18 Agosto 2022
"Argumentos falaciosos têm sido usados para expandir a pecuária no Pantanal, como as declarações do presidente Jair Bolsonaro de que o gado ajuda a evitar incêndios. Tais alegações não têm base científica, em contraste com os danos bem documentados causados pelo gado. A presença de gado em áreas protegidas mata árvores, fragmenta habitats e causa erosão que resulta em assoreamento de corpos d’água", escrevem Lucas Ferrante, doutor em Biologia (Ecologia) pelo Instituto Nacional de Pesquisas da Amazônia (Inpa), e Philip M. Fearnside, doutor pelo Departamento de Ecologia e Biologia Evolucionária da Universidade de Michigan (EUA), pesquisador titular do Instituto Nacional de Pesquisas da Amazônia (Inpa), em Manaus (AM) e membro da Academia Brasileira de Ciências, em artigo publicado por Amazônia Real, 16-08-2022.
Publicamos uma carta na prestigiada revista Science [1] em 12 de agosto de 2022, disponível aqui, sobre uma nova lei aprovada pela Assembleia Legislativa de Mato Grosso, com graves implicações para o Pantanal. Segue uma tradução do conteúdo:
A região do Pantanal do Brasil é Patrimônio Mundial designado pela Organização das Nações Unidas para a Educação, a Ciência e a Cultura (Unesco), e é conhecido pela sua espetacular vida selvagem [2]. Esta vasta área úmida enfrenta ameaças que vão desde recordes de focos de incêndios [3] a planos hidroviários que dragariam o seu rio principal e reduziriam os níveis de água no ecossistema [2]. A pecuária é uma ameaça cada vez maior para o Pantanal [4, 5], e um novo projeto de lei acaba de ser aprovado pelo estado de Mato Grasso que abrirá as porções protegidas de fazendas dentro do Pantanal para uso pecuário. Se as políticas deste projeto forem implementadas, as mudanças serão devastadoras para a biodiversidade e os ecossistemas do Pantanal.
Em 29 de junho, a Assembleia Legislativa de Mato Grosso aprovou o Projeto de Lei (PL) nº 561/2022 [6], que permitiria o gado nas “áreas de preservação permanente” (APPs) e “reservas legais” (RLs) exigidas pelo código florestal (Lei 12.727/2012), bem como em todas as demais áreas do Pantanal destinadas à conservação permanente. Anteriormente, o gado só era permitido em pastagens sazonalmente inundadas nesta parte do Mato Grosso [7]. A abertura de terras protegidas para o gado é incompatível com os objetivos do status de proteção. A pecuária é extremamente prejudicial às terras protegidas, com capacidade de alterar a composição e riqueza de espécies [8].

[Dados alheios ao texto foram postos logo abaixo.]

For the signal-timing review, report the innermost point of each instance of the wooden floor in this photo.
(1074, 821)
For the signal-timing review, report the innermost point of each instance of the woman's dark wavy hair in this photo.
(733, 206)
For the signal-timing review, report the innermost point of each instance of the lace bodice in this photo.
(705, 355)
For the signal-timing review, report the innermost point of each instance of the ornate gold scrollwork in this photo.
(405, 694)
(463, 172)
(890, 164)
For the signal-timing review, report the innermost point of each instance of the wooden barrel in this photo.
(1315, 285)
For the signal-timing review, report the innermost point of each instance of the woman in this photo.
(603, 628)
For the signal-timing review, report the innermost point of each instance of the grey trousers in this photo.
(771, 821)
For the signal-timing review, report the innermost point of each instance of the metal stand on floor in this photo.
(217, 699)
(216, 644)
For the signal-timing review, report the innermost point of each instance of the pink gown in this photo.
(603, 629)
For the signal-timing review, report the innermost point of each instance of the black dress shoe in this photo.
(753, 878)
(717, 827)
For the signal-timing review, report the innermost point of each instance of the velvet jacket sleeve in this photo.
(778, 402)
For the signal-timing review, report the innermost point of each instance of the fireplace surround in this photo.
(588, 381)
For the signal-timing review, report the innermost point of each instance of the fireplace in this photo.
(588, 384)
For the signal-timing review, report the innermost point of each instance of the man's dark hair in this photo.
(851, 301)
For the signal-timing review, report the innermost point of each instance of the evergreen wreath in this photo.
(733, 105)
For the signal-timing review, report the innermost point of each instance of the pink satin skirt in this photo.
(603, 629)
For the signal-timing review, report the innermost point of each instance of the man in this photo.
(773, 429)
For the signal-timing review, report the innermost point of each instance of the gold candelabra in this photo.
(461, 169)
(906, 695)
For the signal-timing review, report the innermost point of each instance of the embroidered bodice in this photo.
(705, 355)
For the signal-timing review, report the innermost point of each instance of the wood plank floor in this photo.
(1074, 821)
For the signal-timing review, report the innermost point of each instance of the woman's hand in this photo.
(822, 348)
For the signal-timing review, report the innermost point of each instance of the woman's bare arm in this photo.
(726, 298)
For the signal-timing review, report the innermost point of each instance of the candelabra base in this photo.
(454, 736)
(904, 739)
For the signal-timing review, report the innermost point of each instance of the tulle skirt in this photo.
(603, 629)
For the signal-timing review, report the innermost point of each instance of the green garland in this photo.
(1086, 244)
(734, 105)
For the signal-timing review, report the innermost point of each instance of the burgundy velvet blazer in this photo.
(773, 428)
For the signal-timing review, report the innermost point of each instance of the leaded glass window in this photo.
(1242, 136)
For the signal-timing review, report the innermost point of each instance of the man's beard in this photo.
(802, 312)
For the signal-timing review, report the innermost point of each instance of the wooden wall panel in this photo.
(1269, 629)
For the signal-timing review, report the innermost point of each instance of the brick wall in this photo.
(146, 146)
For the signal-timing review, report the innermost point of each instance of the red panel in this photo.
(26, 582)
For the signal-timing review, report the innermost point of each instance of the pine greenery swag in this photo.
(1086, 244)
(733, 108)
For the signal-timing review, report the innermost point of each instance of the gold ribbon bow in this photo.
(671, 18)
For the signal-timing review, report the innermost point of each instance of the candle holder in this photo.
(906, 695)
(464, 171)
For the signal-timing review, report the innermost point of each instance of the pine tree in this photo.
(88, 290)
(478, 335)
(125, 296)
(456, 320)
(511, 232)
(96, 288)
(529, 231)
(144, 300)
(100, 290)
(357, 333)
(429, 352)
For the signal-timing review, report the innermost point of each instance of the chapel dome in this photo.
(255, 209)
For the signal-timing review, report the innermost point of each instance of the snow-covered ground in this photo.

Argumentos falaciosos têm sido usados para expandir a pecuária no Pantanal, como as declarações do presidente Jair Bolsonaro de que o gado ajuda a evitar incêndios. Tais alegações não têm base científica, em contraste com os danos bem documentados causados pelo gado. A presença de gado em áreas protegidas mata árvores, fragmenta habitats e causa erosão que resulta em assoreamento de corpos d’água [8]. A degradação da vegetação nessas áreas as torna mais suscetíveis a incêndios [9]. Esses incêndios devem aumentar ainda mais com o aquecimento global e podem levar o Pantanal além de seu limite para tolerar a degradação, resultando no colapso dos serviços ecossistêmicos desta importante região [3].
O Pantanal também abriga povos indígenas que seriam afetados pela lei recém-aprovada [7]. Essas pessoas têm direito à consulta livre, prévia e informada sobre atividades que possam impactar seu território e modo de vida, conforme estabelecido pela Convenção 169 da Organização Internacional do Trabalho. Embora o Brasil tenha assinado e ratificado essa convenção, as violações são frequentes [10].
Esta lei sacrifica o povo e os ecossistemas do Brasil em nome dos lucros. O país possui áreas ociosas com capacidade para expandir sua produção pecuária sem utilizar outras áreas protegidas com vegetação nativa [11]. Além disso, a expansão da pecuária permitida por essa lei aumentaria as exportações em vez da carne disponível para consumo interno [12].
Foi protocolada uma reclamação no Ministério Público Federal recomendando a suspensão imediata do PL nº 561/2022 [13]. Os tribunais brasileiros devem basear sua decisão em informações técnicas e científicas e suspender imediatamente esta nova lei. Além disso, os países que importam commodities do Brasil precisam avaliar os impactos desse projeto de lei e rever suas importações de carne bovina brasileira.
[1] Ferrante, L. & P.M. Fearnside. 2022. Brazil’s Pantanal threatened by livestock. Science 377: 720-721.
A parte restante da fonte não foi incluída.